FYI: I developed this system before I learnt PHP and MySQL. It could be much simpler with these tools. Anyway, development of the whole system took less time than writing this document.
This document describes my own project of network computing via WWW. The project was developed for my private needs and is based upon my limited knowledge. There are certainly other (maybe better) ways to achieve the same goal but I do not have time to learn them. I present it here in the hope that it might be interesting for others. If you find the document useful or if you like to see further information, please let me know.

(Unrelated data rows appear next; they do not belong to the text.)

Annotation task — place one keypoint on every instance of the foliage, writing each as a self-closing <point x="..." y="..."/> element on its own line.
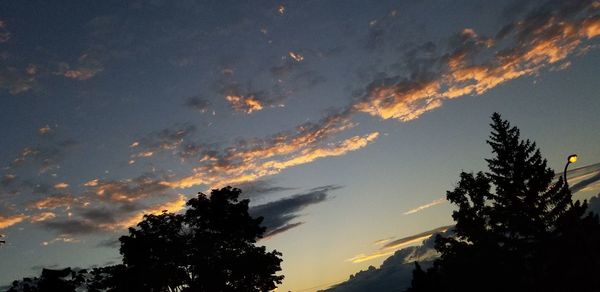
<point x="212" y="247"/>
<point x="515" y="229"/>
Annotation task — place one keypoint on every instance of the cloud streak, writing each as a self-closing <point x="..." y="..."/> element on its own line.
<point x="423" y="207"/>
<point x="392" y="246"/>
<point x="523" y="48"/>
<point x="278" y="215"/>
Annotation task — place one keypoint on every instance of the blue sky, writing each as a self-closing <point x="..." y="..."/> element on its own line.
<point x="338" y="117"/>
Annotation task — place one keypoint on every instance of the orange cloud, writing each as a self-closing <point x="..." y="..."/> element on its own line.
<point x="53" y="202"/>
<point x="423" y="207"/>
<point x="173" y="206"/>
<point x="45" y="130"/>
<point x="44" y="216"/>
<point x="296" y="56"/>
<point x="391" y="246"/>
<point x="8" y="221"/>
<point x="247" y="104"/>
<point x="61" y="185"/>
<point x="536" y="45"/>
<point x="252" y="167"/>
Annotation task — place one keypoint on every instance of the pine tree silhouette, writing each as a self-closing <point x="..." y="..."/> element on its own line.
<point x="515" y="229"/>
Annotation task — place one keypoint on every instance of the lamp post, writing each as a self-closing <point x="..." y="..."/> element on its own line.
<point x="571" y="159"/>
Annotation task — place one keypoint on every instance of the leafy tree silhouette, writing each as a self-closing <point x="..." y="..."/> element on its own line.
<point x="209" y="248"/>
<point x="212" y="247"/>
<point x="515" y="230"/>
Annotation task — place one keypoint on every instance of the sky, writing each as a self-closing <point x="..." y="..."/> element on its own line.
<point x="344" y="122"/>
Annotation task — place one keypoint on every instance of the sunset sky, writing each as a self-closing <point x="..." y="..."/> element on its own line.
<point x="344" y="122"/>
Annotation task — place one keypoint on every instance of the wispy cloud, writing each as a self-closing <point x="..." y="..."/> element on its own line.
<point x="8" y="221"/>
<point x="278" y="215"/>
<point x="522" y="48"/>
<point x="423" y="207"/>
<point x="197" y="103"/>
<point x="246" y="104"/>
<point x="391" y="246"/>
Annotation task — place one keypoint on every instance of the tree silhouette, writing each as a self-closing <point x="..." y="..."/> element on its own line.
<point x="515" y="229"/>
<point x="212" y="247"/>
<point x="209" y="248"/>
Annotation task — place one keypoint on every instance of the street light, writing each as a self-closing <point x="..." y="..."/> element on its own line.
<point x="571" y="159"/>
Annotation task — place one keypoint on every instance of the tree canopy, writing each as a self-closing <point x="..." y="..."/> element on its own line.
<point x="516" y="229"/>
<point x="212" y="247"/>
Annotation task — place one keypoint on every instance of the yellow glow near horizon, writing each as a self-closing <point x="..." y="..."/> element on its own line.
<point x="573" y="158"/>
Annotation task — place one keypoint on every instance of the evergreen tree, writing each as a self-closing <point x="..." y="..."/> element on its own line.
<point x="515" y="229"/>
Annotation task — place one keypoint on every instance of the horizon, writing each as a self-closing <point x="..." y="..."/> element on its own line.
<point x="343" y="123"/>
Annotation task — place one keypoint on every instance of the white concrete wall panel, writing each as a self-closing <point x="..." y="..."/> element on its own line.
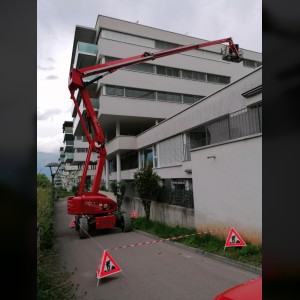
<point x="225" y="101"/>
<point x="228" y="189"/>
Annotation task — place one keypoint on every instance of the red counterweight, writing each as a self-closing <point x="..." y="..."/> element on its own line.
<point x="92" y="208"/>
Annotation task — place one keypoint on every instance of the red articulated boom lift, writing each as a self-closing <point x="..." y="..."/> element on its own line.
<point x="93" y="208"/>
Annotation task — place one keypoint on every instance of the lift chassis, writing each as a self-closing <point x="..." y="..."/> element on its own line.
<point x="93" y="208"/>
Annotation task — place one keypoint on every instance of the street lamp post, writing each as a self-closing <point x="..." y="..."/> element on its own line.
<point x="53" y="173"/>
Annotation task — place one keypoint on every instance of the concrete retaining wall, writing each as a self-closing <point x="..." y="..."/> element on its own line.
<point x="171" y="215"/>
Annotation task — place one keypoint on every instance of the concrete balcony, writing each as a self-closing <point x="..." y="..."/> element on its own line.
<point x="80" y="157"/>
<point x="122" y="142"/>
<point x="69" y="145"/>
<point x="85" y="55"/>
<point x="69" y="157"/>
<point x="77" y="127"/>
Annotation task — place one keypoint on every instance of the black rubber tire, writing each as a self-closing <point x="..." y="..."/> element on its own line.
<point x="126" y="223"/>
<point x="83" y="228"/>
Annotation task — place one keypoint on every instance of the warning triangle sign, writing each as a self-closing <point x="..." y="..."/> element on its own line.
<point x="107" y="266"/>
<point x="133" y="214"/>
<point x="72" y="224"/>
<point x="234" y="239"/>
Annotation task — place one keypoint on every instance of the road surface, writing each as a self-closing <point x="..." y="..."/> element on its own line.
<point x="154" y="271"/>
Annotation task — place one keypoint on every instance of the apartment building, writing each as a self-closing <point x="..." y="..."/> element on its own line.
<point x="140" y="107"/>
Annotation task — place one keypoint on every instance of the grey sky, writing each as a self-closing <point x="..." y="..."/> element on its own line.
<point x="56" y="21"/>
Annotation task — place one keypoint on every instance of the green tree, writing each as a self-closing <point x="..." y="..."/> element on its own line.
<point x="147" y="185"/>
<point x="43" y="181"/>
<point x="119" y="189"/>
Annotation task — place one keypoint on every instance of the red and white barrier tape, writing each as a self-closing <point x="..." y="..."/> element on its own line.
<point x="168" y="239"/>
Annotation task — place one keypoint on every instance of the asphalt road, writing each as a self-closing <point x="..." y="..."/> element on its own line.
<point x="154" y="271"/>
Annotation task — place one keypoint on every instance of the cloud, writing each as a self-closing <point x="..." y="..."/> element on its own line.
<point x="48" y="113"/>
<point x="45" y="68"/>
<point x="49" y="144"/>
<point x="52" y="77"/>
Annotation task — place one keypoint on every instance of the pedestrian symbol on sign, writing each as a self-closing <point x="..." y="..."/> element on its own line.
<point x="107" y="266"/>
<point x="234" y="240"/>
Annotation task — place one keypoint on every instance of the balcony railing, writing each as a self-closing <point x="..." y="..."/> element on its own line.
<point x="244" y="122"/>
<point x="69" y="157"/>
<point x="87" y="52"/>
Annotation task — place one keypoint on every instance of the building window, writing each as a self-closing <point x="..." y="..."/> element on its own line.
<point x="170" y="151"/>
<point x="165" y="45"/>
<point x="112" y="165"/>
<point x="173" y="72"/>
<point x="155" y="156"/>
<point x="129" y="160"/>
<point x="212" y="78"/>
<point x="81" y="150"/>
<point x="146" y="68"/>
<point x="114" y="90"/>
<point x="138" y="93"/>
<point x="146" y="157"/>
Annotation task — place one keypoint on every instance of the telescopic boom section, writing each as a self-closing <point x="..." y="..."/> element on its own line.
<point x="97" y="143"/>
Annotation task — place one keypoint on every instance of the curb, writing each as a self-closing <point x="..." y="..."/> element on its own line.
<point x="243" y="266"/>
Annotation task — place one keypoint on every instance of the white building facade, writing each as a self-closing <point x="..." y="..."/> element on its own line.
<point x="169" y="112"/>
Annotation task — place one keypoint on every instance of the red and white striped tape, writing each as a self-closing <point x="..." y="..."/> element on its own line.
<point x="168" y="239"/>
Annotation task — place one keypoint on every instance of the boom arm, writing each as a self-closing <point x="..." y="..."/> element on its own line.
<point x="97" y="143"/>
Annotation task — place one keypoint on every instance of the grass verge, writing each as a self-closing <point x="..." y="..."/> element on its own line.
<point x="251" y="254"/>
<point x="52" y="279"/>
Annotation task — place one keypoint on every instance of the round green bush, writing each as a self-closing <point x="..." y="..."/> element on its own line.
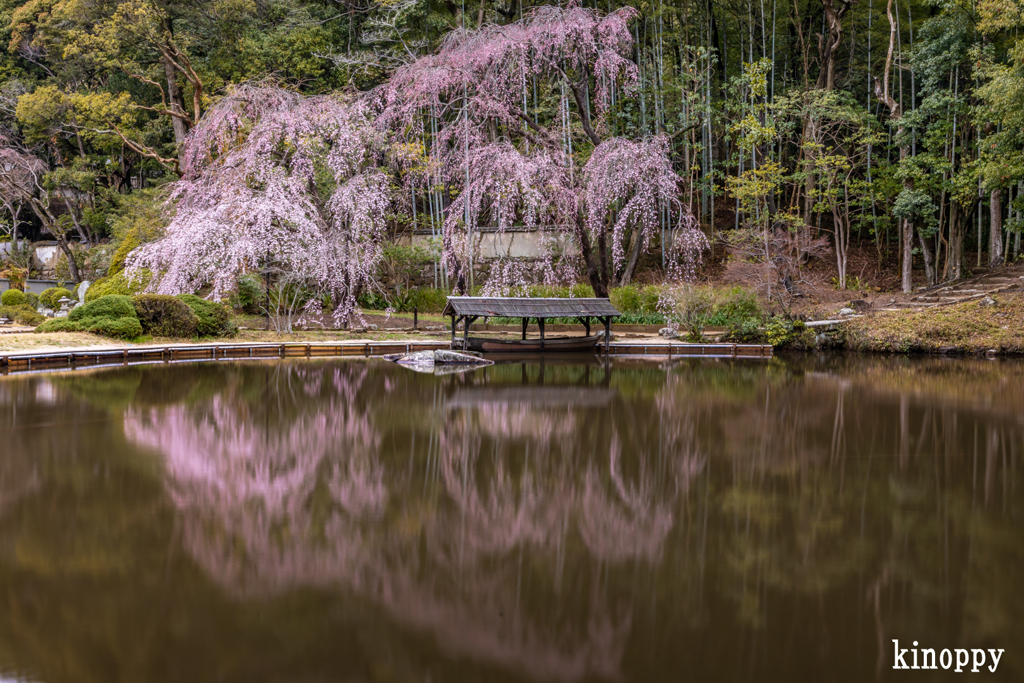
<point x="163" y="315"/>
<point x="118" y="284"/>
<point x="119" y="328"/>
<point x="12" y="298"/>
<point x="59" y="325"/>
<point x="214" y="318"/>
<point x="114" y="306"/>
<point x="51" y="297"/>
<point x="25" y="314"/>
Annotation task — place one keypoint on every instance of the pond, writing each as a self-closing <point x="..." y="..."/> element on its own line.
<point x="351" y="520"/>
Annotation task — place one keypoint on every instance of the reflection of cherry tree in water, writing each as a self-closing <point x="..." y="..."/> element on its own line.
<point x="254" y="474"/>
<point x="303" y="498"/>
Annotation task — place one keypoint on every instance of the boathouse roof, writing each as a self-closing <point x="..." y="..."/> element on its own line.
<point x="529" y="307"/>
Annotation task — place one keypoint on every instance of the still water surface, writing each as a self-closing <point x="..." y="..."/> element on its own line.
<point x="343" y="520"/>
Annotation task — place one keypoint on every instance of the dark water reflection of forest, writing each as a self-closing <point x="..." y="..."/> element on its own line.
<point x="354" y="521"/>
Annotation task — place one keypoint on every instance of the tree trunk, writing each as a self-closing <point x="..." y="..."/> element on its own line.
<point x="62" y="244"/>
<point x="634" y="258"/>
<point x="995" y="227"/>
<point x="177" y="103"/>
<point x="926" y="252"/>
<point x="895" y="113"/>
<point x="594" y="273"/>
<point x="829" y="42"/>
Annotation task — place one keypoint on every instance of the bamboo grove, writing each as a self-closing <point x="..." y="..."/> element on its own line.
<point x="893" y="126"/>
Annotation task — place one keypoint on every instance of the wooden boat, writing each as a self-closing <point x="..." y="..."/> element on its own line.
<point x="496" y="345"/>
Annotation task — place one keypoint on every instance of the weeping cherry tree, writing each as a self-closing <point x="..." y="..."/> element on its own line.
<point x="275" y="179"/>
<point x="564" y="172"/>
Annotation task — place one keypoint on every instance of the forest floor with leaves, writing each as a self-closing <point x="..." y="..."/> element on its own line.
<point x="969" y="328"/>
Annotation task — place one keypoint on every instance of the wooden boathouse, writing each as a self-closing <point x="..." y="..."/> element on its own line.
<point x="468" y="309"/>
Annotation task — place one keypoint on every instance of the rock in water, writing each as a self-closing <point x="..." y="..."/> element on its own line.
<point x="438" y="357"/>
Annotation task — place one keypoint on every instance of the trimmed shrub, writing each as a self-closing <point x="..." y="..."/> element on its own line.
<point x="120" y="328"/>
<point x="59" y="325"/>
<point x="112" y="315"/>
<point x="12" y="298"/>
<point x="736" y="307"/>
<point x="214" y="318"/>
<point x="117" y="284"/>
<point x="51" y="297"/>
<point x="109" y="306"/>
<point x="163" y="315"/>
<point x="25" y="314"/>
<point x="250" y="295"/>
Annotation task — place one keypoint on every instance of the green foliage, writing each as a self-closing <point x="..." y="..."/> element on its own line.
<point x="51" y="297"/>
<point x="636" y="300"/>
<point x="117" y="284"/>
<point x="249" y="297"/>
<point x="163" y="315"/>
<point x="23" y="313"/>
<point x="112" y="315"/>
<point x="12" y="298"/>
<point x="112" y="305"/>
<point x="60" y="325"/>
<point x="214" y="318"/>
<point x="118" y="328"/>
<point x="134" y="219"/>
<point x="737" y="306"/>
<point x="692" y="306"/>
<point x="781" y="331"/>
<point x="745" y="332"/>
<point x="428" y="299"/>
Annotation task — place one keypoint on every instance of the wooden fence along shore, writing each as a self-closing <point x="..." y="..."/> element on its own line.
<point x="85" y="357"/>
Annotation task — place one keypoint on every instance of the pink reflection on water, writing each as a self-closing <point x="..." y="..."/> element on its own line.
<point x="304" y="497"/>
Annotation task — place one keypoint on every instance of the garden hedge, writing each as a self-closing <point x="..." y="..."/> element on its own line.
<point x="163" y="315"/>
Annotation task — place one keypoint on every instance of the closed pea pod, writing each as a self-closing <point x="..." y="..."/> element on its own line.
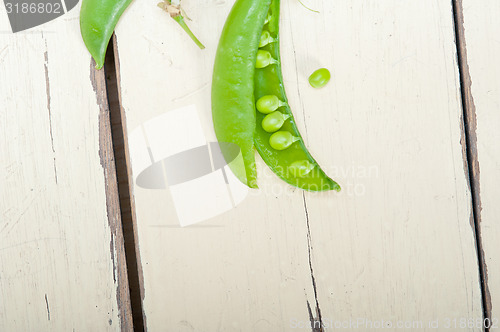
<point x="98" y="19"/>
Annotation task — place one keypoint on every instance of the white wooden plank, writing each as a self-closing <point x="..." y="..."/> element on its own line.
<point x="401" y="238"/>
<point x="396" y="244"/>
<point x="481" y="28"/>
<point x="61" y="249"/>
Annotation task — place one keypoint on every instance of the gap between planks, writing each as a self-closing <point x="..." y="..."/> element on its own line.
<point x="469" y="143"/>
<point x="123" y="177"/>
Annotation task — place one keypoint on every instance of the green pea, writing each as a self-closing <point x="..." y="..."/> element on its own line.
<point x="319" y="78"/>
<point x="274" y="121"/>
<point x="268" y="18"/>
<point x="265" y="38"/>
<point x="300" y="168"/>
<point x="264" y="59"/>
<point x="269" y="104"/>
<point x="281" y="140"/>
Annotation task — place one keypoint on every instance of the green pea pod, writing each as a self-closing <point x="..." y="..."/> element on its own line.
<point x="233" y="107"/>
<point x="247" y="77"/>
<point x="98" y="19"/>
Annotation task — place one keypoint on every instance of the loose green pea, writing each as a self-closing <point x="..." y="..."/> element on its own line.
<point x="268" y="104"/>
<point x="264" y="59"/>
<point x="265" y="38"/>
<point x="268" y="18"/>
<point x="300" y="168"/>
<point x="319" y="78"/>
<point x="274" y="121"/>
<point x="281" y="140"/>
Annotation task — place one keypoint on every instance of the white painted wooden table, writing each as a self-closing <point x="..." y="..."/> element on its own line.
<point x="406" y="245"/>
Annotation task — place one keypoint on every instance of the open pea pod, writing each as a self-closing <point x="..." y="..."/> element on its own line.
<point x="249" y="103"/>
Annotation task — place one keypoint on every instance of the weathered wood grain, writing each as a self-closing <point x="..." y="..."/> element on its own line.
<point x="480" y="51"/>
<point x="396" y="245"/>
<point x="62" y="263"/>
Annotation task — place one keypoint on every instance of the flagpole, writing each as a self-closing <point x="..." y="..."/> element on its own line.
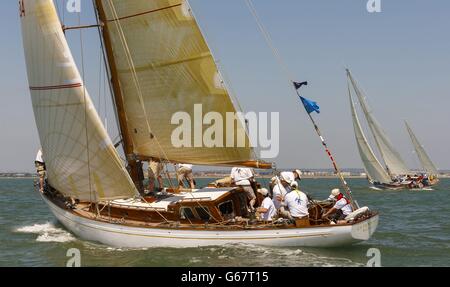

The programs described below run on OS/2 Warp Connect 3.0 and OS/2 Warp 4.0 (Merlin) but some of them could easily be ported to other operating systems which support HTTP daemon with CGI scripts in C++, REXX and Perl, FTP daemon, and Telnet daemon.
The document describes the way how the programs residing on different computers may
communicate with each other. The communication is based upon existing protocols using
TCP/IP, namely HTTP and FTP. The programs make use of existing tools and services and it
is not necessary to program new daemons.
Imagine that you have a program which reads an input data file, does some calculation and writes the results to another file. A great many programs work like that. Consider now, that the program is very flexible and the algorithms for calculation may vary. Depending upon the selected type of calculation and kind and size of the input file, calculation may require a few seconds, a few hours or a few weeks.
An example of such a program is GEPARD which was briefly presented in Czech at the conference in Casta Papiernicka in 1997 and (in English) at the CHISA'98 conference. (GEPARD means GEneralized PARameter Determination and it is a flexible object oriented program with dynamic linking at run-time and plug-in technique. The program can fit any kind of experimental data to any equation.)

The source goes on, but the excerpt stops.